E’ quanto emerge dall’audit di oltre 100 pagine realizzata dalla Corte dei Conti Ue e pubblicata la scorsa estate.
La magistratura contabile del Vecchio continente sottolinea come la Ue, dal 2000, abbia investito 23,7 miliardi di euro in infrastrutture ferroviarie ad alta velocità , ma nonostante lo sforzo finanziario “non esiste un piano realistico dell’Ue a lungo termine, bensì un sistema disomogeneo e inefficace di linee nazionali mal collegate fra loro, in quanto la Commissione europea non dispone di strumenti giuridici nè di poteri per obbligare gli Stati membri a costruire le linee convenute”.
In sostanza siamo di fronte a un sistema “creato senza un coordinamento adeguato a livello transfrontaliero” e di conseguenza “le linee ad alta velocità che attraversano le frontiere nazionali non rientrano tra le priorità nazionali in termini di costruzione, sebbene siano stati firmati accordi internazionali”.
Problemi che spiegano ritardi e indecisioni sulla tratta Torino-Lione, ma anche sulla Verona-Monaco di Baviera per la quale sono i tedeschi a non voler investire. In sostanza, gli Stati hanno definito un programma con la Commissione che poi non hanno rispettato, consapevoli che non ci sarebbero state ripercussioni di alcun tipo.
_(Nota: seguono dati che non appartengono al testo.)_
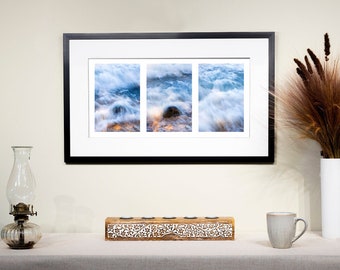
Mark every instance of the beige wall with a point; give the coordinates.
(78, 197)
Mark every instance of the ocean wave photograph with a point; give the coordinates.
(117, 97)
(221, 97)
(169, 97)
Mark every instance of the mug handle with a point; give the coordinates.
(303, 231)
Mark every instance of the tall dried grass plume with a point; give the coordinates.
(311, 102)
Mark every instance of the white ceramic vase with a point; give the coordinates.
(330, 197)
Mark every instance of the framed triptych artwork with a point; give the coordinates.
(169, 98)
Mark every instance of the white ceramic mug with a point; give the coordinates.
(281, 228)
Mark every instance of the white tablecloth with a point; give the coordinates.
(247, 251)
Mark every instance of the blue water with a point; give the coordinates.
(169, 98)
(117, 97)
(221, 97)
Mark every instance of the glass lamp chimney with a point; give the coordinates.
(21, 194)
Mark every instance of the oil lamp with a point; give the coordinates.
(21, 194)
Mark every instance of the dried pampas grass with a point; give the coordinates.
(311, 102)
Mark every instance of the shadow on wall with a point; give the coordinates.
(71, 218)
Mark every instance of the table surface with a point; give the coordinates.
(71, 251)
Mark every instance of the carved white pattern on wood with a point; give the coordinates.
(196, 230)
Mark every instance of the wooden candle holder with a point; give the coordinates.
(169, 228)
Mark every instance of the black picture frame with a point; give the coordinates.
(254, 145)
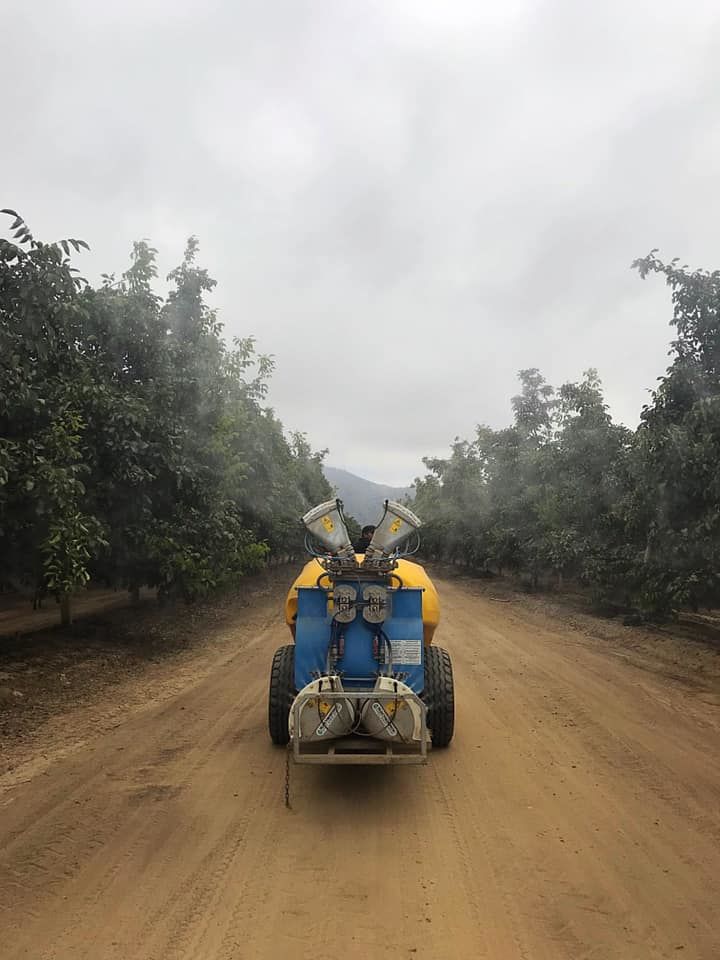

Anche per questo la Corte rileva “dubbi circa l’efficienza in termini di costi: non sempre, infatti, le linee ad altissima velocità sono necessarie, dato che il costo per ogni minuto di tempo risparmiato è molto elevato, tanto da raggiungere anche i 369 milioni di euro e dato che le velocità medie raggiungono solo il 45 % della capacità massima, mentre gli sforamenti di costo e i ritardi di costruzione costituiscono la regola anzichè l’eccezione.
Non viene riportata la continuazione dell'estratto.